Słowa rektora UMB, skierowane do absolwentów odczytała prof. Katarzyna Socha, Prorektor ds. Rozwoju i Współpracy z Otoczeniem:
– Pamiętajcie, że UMB, to zawsze będzie Wasz drugi dom. Życzę Wam nieustającej chęci do rozwoju osobistego, wytrwałości i realizacji wyznaczonych celów.
Głos zabrali także zaproszeni goście: dr Andrzej Tytuła – Wiceprezes Naczelnej Rady Pielęgniarek i Położnych, dr Beata Olejnik – Przewodnicząca Okręgowej Rady Pielęgniarek i Położnych w Białymstoku.
Pasja i misja
Absolwenci UMB, którzy właśnie odebrali dyplomy, są wyjątkowo dobrze przygotowani do pracy w systemie ochrony zdrowia.
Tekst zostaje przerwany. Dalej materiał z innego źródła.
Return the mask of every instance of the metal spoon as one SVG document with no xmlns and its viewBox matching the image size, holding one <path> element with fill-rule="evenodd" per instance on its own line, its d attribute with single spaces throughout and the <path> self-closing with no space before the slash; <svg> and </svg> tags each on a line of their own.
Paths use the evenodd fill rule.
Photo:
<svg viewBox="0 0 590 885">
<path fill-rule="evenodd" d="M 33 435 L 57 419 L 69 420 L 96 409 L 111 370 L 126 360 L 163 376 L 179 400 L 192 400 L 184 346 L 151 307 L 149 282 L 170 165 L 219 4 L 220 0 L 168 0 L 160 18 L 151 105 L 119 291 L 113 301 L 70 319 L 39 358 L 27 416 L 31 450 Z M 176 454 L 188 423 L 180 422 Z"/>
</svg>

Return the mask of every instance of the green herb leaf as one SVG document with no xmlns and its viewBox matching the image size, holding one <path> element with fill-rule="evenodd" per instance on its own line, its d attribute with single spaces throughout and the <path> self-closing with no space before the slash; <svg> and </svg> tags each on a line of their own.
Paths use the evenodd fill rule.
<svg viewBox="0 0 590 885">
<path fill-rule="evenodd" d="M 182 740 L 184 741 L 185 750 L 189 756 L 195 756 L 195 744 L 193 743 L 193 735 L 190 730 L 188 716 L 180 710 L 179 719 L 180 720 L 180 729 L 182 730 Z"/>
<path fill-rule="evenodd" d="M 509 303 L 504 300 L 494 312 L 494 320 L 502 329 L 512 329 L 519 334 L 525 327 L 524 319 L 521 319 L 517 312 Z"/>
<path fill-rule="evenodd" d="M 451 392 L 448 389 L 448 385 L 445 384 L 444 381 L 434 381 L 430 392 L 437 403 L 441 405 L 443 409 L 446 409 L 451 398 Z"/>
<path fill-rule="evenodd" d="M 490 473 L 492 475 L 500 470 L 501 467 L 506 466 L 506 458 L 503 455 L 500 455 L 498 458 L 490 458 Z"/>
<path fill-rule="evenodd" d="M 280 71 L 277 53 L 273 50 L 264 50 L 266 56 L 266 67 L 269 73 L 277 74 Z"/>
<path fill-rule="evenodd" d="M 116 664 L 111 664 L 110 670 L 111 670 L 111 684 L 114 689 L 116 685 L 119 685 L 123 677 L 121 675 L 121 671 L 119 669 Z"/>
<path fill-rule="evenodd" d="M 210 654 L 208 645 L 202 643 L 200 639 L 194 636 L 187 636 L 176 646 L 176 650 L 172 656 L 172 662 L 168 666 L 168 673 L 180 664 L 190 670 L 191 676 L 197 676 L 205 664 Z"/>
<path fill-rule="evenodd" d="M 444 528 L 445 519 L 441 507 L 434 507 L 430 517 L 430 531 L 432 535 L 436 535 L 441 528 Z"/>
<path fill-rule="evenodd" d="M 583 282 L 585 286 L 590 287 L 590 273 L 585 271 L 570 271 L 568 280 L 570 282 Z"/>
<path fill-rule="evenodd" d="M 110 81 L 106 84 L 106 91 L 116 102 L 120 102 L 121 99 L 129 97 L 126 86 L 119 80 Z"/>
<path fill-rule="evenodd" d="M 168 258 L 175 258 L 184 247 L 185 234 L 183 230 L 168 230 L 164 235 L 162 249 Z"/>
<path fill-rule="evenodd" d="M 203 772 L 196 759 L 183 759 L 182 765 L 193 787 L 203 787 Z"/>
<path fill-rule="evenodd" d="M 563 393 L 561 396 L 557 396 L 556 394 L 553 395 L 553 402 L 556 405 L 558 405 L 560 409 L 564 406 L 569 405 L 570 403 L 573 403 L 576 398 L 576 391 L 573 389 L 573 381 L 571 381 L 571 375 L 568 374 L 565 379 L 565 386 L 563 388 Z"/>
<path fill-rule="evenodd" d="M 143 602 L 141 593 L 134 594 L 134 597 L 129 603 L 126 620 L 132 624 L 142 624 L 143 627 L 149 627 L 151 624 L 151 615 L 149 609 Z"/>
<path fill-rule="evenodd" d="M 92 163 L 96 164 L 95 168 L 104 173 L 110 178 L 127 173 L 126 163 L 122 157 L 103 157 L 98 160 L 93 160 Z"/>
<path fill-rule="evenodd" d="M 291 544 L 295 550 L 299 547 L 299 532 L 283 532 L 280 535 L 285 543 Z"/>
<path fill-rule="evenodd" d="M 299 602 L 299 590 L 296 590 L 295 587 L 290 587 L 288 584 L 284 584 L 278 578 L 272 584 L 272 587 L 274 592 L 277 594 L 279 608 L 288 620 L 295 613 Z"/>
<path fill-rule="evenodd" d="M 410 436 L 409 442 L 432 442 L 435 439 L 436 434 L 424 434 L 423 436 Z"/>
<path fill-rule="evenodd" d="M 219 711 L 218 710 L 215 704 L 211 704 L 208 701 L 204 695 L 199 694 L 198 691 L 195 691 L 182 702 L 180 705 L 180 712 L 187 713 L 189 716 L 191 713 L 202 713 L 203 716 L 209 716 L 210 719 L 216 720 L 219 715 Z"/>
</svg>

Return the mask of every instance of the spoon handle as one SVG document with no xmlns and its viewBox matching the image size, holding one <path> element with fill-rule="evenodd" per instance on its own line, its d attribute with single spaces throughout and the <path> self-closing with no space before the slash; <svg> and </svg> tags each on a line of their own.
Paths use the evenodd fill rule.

Jak podkreślała dr Beata Olejnik, Przewodnicząca Okręgowej Rady Pielęgniarek i Położnych w Białymstoku oraz nauczyciel akademicki, to osoby, które nie tylko postrzegają swój zawód jako misję, ale również jako prawdziwą pasję.
– Wierzę, że wchodząc do systemu ochrony zdrowia, będą spełniały swoją misję najlepiej, jak potrafią.
Co więcej, wśród tegorocznych absolwentów są także mężczyźni, co świadczy o rosnącej atrakcyjności tego zawodu.
– Często są to osoby, które ukończyły inne kierunki, takie jak ratownictwo medyczne czy fizjoterapia. Pielęgniarstwo oferuje szeroki wachlarz możliwości, co przyciąga coraz więcej mężczyzn. Bardzo nas to cieszy – dodała.
Absolwentka Aleksandra Bowtruczuk już w liceum wiedziała, że chce zostać położną:
– Co prawda teraz, po studiach wiem, że mogą zdarzyć się różne nieprzyjemne historie, natomiast nie zmieniło to mojego przekonania o tym, że jest to zawód bardzo wdzięczny, blisko człowieka. Wybór kierunku podyktowany był sercem, nie było w tym kalkulacji, szacowania, czy to będzie zawód przyszłości, albo czy szczególnie dobrze płatny. Czułam i nadal czuję stojące za tym wyborem powołanie. Studia tylko wzmocniły moją pewność w kwestii dobrej decyzji o wyborze tego kierunku – podkreślała absolwentka.
Razem z nią kierunek położnictwo skończyło w tym roku 35 absolwentek.
Odczarować stereotyp pielęgniarki
Julia Ostrowska, absolwentka kierunku pielęgniarstwo, oceniła, że to właśnie na studiach odkryła swoje prawdziwe powołanie.
– Studia wniosły do mojego życia ogromną ilość praktycznej wiedzy, którą mogę teraz wykorzystywać w pracy. Jako pielęgniarka czuję się potrzebna społeczeństwu, co uważam za coś niezwykle pięknego. Tworzymy społeczność pielęgniarską, która nieustannie się rozwija i zmienia oblicze naszego zawodu. Pokazujemy, że pełniamy niezwykle istotną rolę w szpitalach i że nasza praca jest niezmiernie ważna – mówiła tegoroczna absolwentka.
Dyplomy i „czepkowanie”
Kulminacyjnym punktem wydarzenia było uroczyste wręczenie dyplomów oraz „czepkowanie” absolwentów. Prodziekan ds. Studenckich, prof. Ludmiła Marcinowicz, wręczała dyplomy, a opiekunowie kierunków pielęgniarstwa i położnictwa przypinali absolwentom symboliczne czepki. Ceremonia odbywała się z dużą dbałością o tradycje akademickie – absolwenci kolejno kłaniali się w kierunku sztandaru oraz publiczności, odbierali dyplomy, a opiekunowie kierunków przypinali im symboliczne czepki. Panowie – otrzymywali specjale przypinki w kształcie czepka.
Wcześniej zapalony został symboliczny lampion zwany lampką Nightingale – na wzór lampki jaką posługiwała się właśnie twórczyni współczesnego pielęgniarstwa Florence Nightingale, opiekując się rannymi i chorymi żołnierzami podczas wojny krymskiej. Lampion ten symbolizuje ciepło, niezawodność i życzliwość.